There are two routes to the top. Many of the youngsters took the more direct and steeper route, but several of us chose to take the slightly longer and easier side path. It still meant a bit of a climb, but taking my time, I had no trouble making it to the top.
The Hill Complex – “includes the Eastern Enclosure, in which it is thought the Zimbabwe Birds stood, a high balcony enclosure overlooking the Eastern Enclosure, and a huge boulder in a shape similar to that of the Zimbabwe Bird.” – Wikipedia
Tim and I chose to take a break and did not join the group on their hike to the Valley Complex, but after a short time we once again met up with them to explore the Great Enclosure.
The Great Enclosure – I found this section quite remarkable, with the complexity of construction and no mortar used in the walls. Walking into the enclosure between two massive walls, I was immediately struck by a flow of cool air, a welcome respite from the hot afternoon sun. It felt like an air conditioning unit was softly coming through the small openings between rocks.
It was not, of course, but what a pleasant surprise!
This massive stone cone was what I most associated with the Great Zimbabwe:
A picnic lunch was provided to us courtesy of Hippo Creek Lodge and Brian’s tour company, and we enjoyed a welcome chance to cool down before loading back on our bus.
And what about more shopping?
We did manage to get a couple of quick stops in, including roadside venders, and a small shopping complex.
The decision had been made two days earlier to make another very late change in our itinerary. It turned out that we would have needed to leave Hippo Creek Lodge extremely early the following morning in order to get a few people to the airport in time for their flight back to the USA.
We loaded back on our bus and headed for Harare, about four hours away, late that afternoon. To give Brian a break here, the hotel in Harare was not very good, but it was a very last-minute change and add-on.
All of a sudden the Hippo Creek Lodge was looking pretty good!
Our Harare hotel’s elevator was broken and being used as a janitors storage room, complete with mop and buckets. We had to walk up four flights of stairs with our luggage. Once again I was grateful we travel light!
The next morning at breakfast, we were asked to pay for our hotel room. We politely let the manager know that it was already paid for as part of our tour, and that breakfast was to be included.
He then informed us that no, Brian had not paid our bill.
I’m guessing that with all the last-minute changes, it had not been prepaid as our other arrangements had been and that Brian had planned on paying with his credit card. Much to his and our surprise – they do NOT take credit cards.
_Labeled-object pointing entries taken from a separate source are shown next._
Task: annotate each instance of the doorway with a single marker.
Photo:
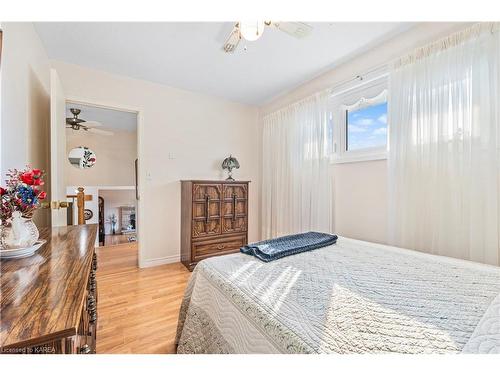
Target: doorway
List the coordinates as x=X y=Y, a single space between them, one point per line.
x=102 y=153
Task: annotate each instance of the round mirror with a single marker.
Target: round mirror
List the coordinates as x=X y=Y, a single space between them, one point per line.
x=82 y=157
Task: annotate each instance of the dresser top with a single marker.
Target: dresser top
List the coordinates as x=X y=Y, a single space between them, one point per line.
x=216 y=181
x=42 y=295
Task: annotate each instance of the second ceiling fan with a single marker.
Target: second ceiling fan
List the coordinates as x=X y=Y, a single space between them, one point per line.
x=76 y=123
x=253 y=30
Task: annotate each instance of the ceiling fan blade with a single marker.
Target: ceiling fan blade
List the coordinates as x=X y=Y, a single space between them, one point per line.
x=92 y=124
x=295 y=29
x=99 y=131
x=232 y=41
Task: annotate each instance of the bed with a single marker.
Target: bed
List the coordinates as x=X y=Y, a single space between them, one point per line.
x=351 y=297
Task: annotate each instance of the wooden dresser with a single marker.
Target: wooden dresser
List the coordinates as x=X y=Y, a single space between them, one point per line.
x=49 y=300
x=214 y=219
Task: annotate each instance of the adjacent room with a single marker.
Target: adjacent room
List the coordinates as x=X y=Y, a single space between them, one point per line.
x=254 y=187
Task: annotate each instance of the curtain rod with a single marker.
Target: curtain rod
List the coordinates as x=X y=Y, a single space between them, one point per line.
x=362 y=78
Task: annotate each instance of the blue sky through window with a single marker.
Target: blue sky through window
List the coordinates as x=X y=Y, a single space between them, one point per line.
x=367 y=127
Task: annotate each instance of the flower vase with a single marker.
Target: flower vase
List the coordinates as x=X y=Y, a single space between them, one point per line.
x=21 y=233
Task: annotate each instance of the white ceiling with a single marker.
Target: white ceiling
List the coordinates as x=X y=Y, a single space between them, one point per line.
x=188 y=55
x=110 y=119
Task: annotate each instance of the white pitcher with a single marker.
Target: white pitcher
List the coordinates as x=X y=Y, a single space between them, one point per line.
x=20 y=234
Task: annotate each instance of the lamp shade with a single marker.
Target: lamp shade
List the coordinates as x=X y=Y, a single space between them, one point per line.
x=251 y=30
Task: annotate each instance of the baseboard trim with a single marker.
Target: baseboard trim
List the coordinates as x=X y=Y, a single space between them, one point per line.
x=159 y=261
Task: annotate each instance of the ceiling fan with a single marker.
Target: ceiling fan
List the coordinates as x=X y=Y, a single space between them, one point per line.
x=253 y=30
x=76 y=123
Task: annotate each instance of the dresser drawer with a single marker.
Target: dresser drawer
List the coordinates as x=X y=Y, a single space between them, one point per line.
x=219 y=246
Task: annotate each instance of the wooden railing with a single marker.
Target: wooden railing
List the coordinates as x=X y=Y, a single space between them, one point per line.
x=80 y=204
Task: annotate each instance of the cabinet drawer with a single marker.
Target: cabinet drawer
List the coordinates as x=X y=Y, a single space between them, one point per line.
x=220 y=246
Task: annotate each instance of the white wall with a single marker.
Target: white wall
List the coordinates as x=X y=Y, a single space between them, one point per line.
x=115 y=157
x=360 y=189
x=184 y=135
x=25 y=104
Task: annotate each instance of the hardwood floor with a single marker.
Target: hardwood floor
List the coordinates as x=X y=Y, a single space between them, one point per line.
x=137 y=308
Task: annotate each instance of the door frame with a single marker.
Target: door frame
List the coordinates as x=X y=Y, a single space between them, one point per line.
x=141 y=178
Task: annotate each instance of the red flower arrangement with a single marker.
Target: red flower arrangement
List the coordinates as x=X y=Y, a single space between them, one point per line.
x=22 y=193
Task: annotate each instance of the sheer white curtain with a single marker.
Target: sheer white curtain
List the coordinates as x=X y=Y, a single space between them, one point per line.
x=296 y=180
x=444 y=163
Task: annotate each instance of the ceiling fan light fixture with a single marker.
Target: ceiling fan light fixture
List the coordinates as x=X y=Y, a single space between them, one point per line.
x=251 y=30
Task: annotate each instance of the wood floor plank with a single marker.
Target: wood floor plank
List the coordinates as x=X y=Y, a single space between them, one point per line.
x=138 y=308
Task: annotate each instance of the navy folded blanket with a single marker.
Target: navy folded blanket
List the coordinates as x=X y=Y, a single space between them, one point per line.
x=280 y=247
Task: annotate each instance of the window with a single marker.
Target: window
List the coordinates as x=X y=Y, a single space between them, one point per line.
x=366 y=127
x=360 y=118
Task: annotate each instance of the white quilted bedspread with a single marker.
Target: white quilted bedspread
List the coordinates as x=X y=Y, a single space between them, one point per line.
x=352 y=297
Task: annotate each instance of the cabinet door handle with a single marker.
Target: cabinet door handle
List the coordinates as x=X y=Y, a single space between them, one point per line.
x=207 y=208
x=234 y=207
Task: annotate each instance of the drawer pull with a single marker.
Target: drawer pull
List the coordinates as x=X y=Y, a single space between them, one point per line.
x=85 y=349
x=207 y=208
x=234 y=207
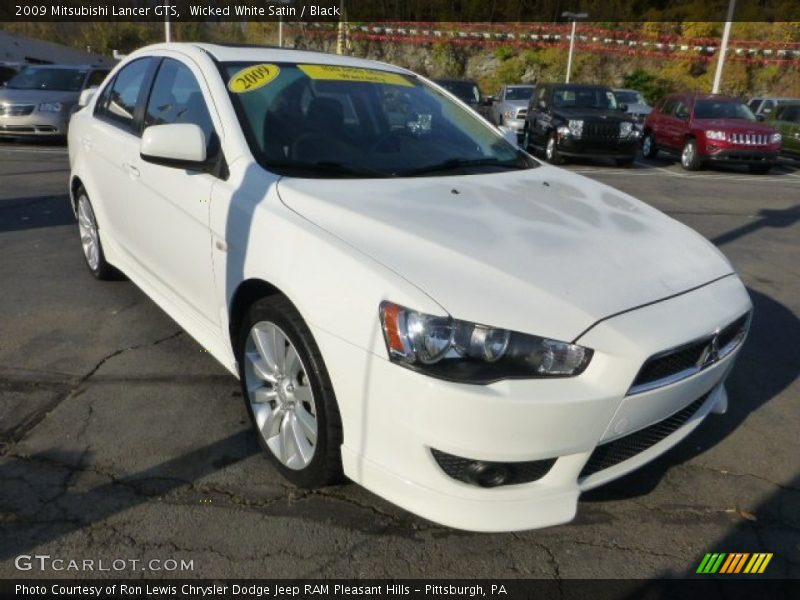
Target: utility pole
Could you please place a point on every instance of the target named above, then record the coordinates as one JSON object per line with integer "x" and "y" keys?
{"x": 574, "y": 17}
{"x": 341, "y": 37}
{"x": 167, "y": 30}
{"x": 723, "y": 48}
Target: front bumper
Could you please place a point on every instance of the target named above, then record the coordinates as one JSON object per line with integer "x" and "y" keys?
{"x": 393, "y": 417}
{"x": 517, "y": 125}
{"x": 745, "y": 156}
{"x": 35, "y": 124}
{"x": 623, "y": 149}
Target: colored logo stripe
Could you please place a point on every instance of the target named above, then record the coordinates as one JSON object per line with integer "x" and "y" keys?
{"x": 721, "y": 562}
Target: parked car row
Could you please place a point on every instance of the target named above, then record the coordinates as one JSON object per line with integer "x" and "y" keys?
{"x": 563, "y": 121}
{"x": 38, "y": 101}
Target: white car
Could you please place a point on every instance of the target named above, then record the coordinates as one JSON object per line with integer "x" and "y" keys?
{"x": 407, "y": 298}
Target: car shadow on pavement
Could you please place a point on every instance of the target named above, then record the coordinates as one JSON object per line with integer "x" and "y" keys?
{"x": 763, "y": 370}
{"x": 782, "y": 218}
{"x": 19, "y": 214}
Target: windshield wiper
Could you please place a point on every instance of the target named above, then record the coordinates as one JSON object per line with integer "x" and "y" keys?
{"x": 460, "y": 163}
{"x": 328, "y": 167}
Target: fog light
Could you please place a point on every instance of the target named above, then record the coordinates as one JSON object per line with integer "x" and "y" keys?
{"x": 486, "y": 474}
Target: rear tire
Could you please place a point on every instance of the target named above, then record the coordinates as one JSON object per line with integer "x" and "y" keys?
{"x": 288, "y": 394}
{"x": 690, "y": 158}
{"x": 90, "y": 240}
{"x": 759, "y": 169}
{"x": 551, "y": 152}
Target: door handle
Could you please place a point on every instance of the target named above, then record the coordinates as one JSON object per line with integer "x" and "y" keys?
{"x": 132, "y": 171}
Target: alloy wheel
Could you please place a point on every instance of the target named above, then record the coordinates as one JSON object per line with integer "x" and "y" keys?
{"x": 280, "y": 395}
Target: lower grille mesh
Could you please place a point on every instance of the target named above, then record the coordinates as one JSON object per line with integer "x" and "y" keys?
{"x": 519, "y": 472}
{"x": 621, "y": 449}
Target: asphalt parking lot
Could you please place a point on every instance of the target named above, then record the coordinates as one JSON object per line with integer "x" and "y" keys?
{"x": 121, "y": 438}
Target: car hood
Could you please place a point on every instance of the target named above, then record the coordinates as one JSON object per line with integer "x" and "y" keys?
{"x": 592, "y": 114}
{"x": 542, "y": 251}
{"x": 515, "y": 103}
{"x": 640, "y": 109}
{"x": 737, "y": 125}
{"x": 35, "y": 96}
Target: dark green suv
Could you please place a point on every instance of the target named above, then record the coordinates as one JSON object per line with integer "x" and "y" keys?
{"x": 786, "y": 119}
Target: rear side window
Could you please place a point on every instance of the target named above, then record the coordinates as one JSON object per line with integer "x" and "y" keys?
{"x": 96, "y": 78}
{"x": 177, "y": 98}
{"x": 119, "y": 98}
{"x": 669, "y": 106}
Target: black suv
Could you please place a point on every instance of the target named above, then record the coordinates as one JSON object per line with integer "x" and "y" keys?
{"x": 568, "y": 120}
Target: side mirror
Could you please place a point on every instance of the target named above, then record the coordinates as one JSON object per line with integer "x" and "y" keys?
{"x": 509, "y": 134}
{"x": 86, "y": 96}
{"x": 177, "y": 145}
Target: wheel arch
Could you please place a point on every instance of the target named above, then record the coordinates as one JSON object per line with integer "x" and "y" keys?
{"x": 246, "y": 293}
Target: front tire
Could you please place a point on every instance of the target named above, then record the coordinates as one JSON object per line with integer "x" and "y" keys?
{"x": 90, "y": 240}
{"x": 551, "y": 152}
{"x": 288, "y": 394}
{"x": 690, "y": 157}
{"x": 649, "y": 149}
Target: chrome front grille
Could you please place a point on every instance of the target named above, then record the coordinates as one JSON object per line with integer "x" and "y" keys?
{"x": 749, "y": 139}
{"x": 16, "y": 110}
{"x": 689, "y": 359}
{"x": 594, "y": 131}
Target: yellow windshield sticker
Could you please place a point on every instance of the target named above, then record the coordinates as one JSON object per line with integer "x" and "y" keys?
{"x": 337, "y": 73}
{"x": 252, "y": 78}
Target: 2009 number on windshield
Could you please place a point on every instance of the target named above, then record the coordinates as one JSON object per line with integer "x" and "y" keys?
{"x": 253, "y": 77}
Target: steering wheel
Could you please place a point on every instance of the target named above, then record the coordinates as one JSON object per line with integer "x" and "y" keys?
{"x": 396, "y": 134}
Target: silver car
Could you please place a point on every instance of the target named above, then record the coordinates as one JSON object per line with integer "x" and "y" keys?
{"x": 510, "y": 106}
{"x": 40, "y": 99}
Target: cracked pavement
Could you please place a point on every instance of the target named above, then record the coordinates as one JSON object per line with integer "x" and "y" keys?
{"x": 121, "y": 438}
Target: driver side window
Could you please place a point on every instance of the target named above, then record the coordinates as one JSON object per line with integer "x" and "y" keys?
{"x": 176, "y": 97}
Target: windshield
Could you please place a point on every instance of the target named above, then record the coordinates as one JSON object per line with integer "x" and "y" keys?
{"x": 520, "y": 93}
{"x": 721, "y": 109}
{"x": 584, "y": 98}
{"x": 44, "y": 78}
{"x": 464, "y": 90}
{"x": 629, "y": 98}
{"x": 311, "y": 120}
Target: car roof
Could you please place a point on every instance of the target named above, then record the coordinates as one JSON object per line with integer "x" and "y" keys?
{"x": 579, "y": 86}
{"x": 470, "y": 81}
{"x": 254, "y": 53}
{"x": 78, "y": 67}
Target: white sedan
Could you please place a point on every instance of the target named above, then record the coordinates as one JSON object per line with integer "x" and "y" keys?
{"x": 407, "y": 298}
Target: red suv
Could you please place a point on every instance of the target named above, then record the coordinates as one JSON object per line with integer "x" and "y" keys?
{"x": 705, "y": 127}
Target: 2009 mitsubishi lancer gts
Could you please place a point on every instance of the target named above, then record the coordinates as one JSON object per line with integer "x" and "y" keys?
{"x": 408, "y": 298}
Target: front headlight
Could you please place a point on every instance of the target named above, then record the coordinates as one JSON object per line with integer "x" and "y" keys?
{"x": 466, "y": 352}
{"x": 575, "y": 127}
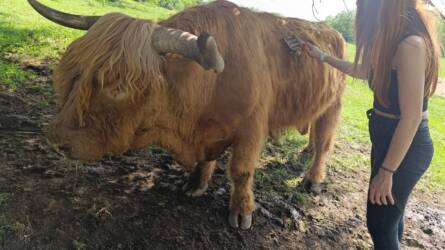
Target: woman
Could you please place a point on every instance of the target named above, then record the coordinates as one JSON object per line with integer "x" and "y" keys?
{"x": 398, "y": 52}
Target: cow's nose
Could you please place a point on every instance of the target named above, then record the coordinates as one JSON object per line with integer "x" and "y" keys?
{"x": 65, "y": 148}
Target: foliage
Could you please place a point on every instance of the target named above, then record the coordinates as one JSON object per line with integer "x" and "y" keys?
{"x": 343, "y": 23}
{"x": 24, "y": 34}
{"x": 178, "y": 4}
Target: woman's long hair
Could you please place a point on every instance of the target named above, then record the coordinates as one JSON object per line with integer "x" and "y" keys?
{"x": 380, "y": 27}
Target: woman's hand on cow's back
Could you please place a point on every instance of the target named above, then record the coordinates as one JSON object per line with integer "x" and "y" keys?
{"x": 312, "y": 50}
{"x": 346, "y": 67}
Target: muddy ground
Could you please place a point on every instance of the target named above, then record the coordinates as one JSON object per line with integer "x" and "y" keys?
{"x": 134, "y": 201}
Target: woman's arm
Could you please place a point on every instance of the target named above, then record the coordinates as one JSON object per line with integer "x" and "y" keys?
{"x": 410, "y": 60}
{"x": 359, "y": 72}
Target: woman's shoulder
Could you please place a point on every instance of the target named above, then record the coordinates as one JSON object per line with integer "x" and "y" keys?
{"x": 411, "y": 48}
{"x": 413, "y": 42}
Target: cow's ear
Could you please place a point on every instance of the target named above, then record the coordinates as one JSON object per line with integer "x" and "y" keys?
{"x": 117, "y": 92}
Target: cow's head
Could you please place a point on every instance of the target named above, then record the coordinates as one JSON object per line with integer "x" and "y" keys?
{"x": 106, "y": 75}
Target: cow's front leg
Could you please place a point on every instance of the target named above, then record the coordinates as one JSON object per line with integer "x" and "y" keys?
{"x": 322, "y": 137}
{"x": 199, "y": 179}
{"x": 241, "y": 170}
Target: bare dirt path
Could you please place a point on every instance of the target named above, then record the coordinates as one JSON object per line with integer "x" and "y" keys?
{"x": 134, "y": 201}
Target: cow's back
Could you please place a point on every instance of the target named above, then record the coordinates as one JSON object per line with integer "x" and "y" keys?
{"x": 260, "y": 73}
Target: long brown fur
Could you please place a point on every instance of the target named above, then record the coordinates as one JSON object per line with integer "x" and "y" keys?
{"x": 193, "y": 113}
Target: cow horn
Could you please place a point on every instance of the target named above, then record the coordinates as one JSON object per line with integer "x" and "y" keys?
{"x": 202, "y": 49}
{"x": 65, "y": 19}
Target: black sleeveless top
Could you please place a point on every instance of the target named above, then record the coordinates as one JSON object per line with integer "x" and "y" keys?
{"x": 393, "y": 96}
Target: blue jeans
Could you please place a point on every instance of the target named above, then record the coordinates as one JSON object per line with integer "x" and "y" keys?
{"x": 385, "y": 223}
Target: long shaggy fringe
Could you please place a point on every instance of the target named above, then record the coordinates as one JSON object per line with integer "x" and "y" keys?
{"x": 115, "y": 51}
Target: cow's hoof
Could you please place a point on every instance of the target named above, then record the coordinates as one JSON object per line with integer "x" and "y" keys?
{"x": 246, "y": 221}
{"x": 311, "y": 186}
{"x": 195, "y": 192}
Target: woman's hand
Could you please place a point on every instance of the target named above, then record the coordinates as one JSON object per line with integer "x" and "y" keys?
{"x": 380, "y": 190}
{"x": 312, "y": 50}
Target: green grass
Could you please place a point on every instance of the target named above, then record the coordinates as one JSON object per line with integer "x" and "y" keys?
{"x": 358, "y": 98}
{"x": 25, "y": 35}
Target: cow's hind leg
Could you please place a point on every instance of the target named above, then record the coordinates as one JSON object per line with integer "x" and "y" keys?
{"x": 199, "y": 179}
{"x": 323, "y": 136}
{"x": 309, "y": 149}
{"x": 245, "y": 156}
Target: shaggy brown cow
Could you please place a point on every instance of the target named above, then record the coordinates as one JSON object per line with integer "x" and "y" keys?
{"x": 123, "y": 86}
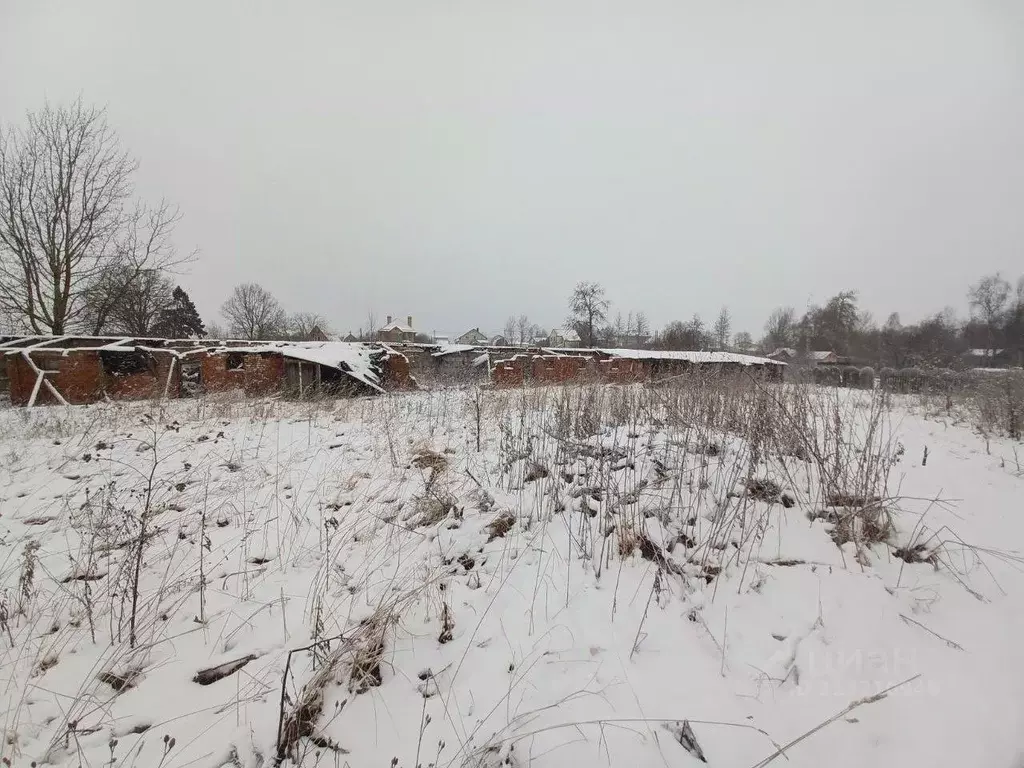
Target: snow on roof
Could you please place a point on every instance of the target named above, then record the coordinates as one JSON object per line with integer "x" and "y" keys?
{"x": 454, "y": 349}
{"x": 350, "y": 357}
{"x": 690, "y": 356}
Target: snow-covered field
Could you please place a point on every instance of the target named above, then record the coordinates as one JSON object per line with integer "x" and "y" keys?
{"x": 578, "y": 576}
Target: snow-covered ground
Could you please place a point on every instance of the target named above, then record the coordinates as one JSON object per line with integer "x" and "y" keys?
{"x": 578, "y": 576}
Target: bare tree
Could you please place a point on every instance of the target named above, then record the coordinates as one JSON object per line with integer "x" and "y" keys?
{"x": 370, "y": 334}
{"x": 142, "y": 297}
{"x": 253, "y": 312}
{"x": 589, "y": 308}
{"x": 723, "y": 329}
{"x": 988, "y": 298}
{"x": 742, "y": 341}
{"x": 780, "y": 329}
{"x": 510, "y": 330}
{"x": 67, "y": 216}
{"x": 526, "y": 331}
{"x": 302, "y": 326}
{"x": 641, "y": 330}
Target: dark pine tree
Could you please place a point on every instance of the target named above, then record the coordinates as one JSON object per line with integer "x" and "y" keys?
{"x": 180, "y": 321}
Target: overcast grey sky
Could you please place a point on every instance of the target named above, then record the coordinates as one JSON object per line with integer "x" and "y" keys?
{"x": 464, "y": 161}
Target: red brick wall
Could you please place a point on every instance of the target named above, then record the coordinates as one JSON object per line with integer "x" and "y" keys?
{"x": 143, "y": 386}
{"x": 551, "y": 370}
{"x": 511, "y": 373}
{"x": 81, "y": 379}
{"x": 22, "y": 378}
{"x": 264, "y": 374}
{"x": 397, "y": 373}
{"x": 216, "y": 377}
{"x": 619, "y": 371}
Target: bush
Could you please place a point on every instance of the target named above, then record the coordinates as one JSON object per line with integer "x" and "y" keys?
{"x": 866, "y": 378}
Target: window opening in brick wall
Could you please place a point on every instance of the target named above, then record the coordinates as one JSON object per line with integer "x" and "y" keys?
{"x": 127, "y": 364}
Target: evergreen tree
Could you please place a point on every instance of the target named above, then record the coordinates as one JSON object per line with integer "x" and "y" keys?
{"x": 180, "y": 321}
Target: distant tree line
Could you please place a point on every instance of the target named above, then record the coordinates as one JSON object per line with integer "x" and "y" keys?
{"x": 994, "y": 327}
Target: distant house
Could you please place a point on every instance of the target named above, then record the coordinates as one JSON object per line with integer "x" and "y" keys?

Hmmmm, not a great situation to be in.
Thankfully, we still had some cash left on us and after a brief discussion between Tim and Brian, my sweet hubby covered the bill for the group. It would have been a nightmare for everyone to scramble to come up with money for a hotel and breakfast that they had not budgeted for.
Our friend Ben, took our young tour guide, Brian, aside and suggested to him that he utilize his tip money to repay Tim for the hotel rooms, which he did and everything was cleared up before we got on our airplane out of Zimbabwe back to the USA.
Another trip had come to an end…
UPDATE March 3, 2015: As is sometimes the case, my blog posts are written a few days after the fact. In this case, I have delayed publishing my final post for several weeks after returning home. We had some amazing times on the second half of our trip that was booked through Msuna Safaris and Travel. There were also a few snags along the way. Brian is a delightful young man, and I believe that in time he has the potential to not only be an ambassador to his home county of Zimbabwe, but to also grow into a good tour leader. I was sad to learn that since our return, he has cancelled two future tour groups with little to no warning.
Gratitude Moment: Today I am grateful for researchers that persist and continue to try to get to the bottom of the story to find the truth.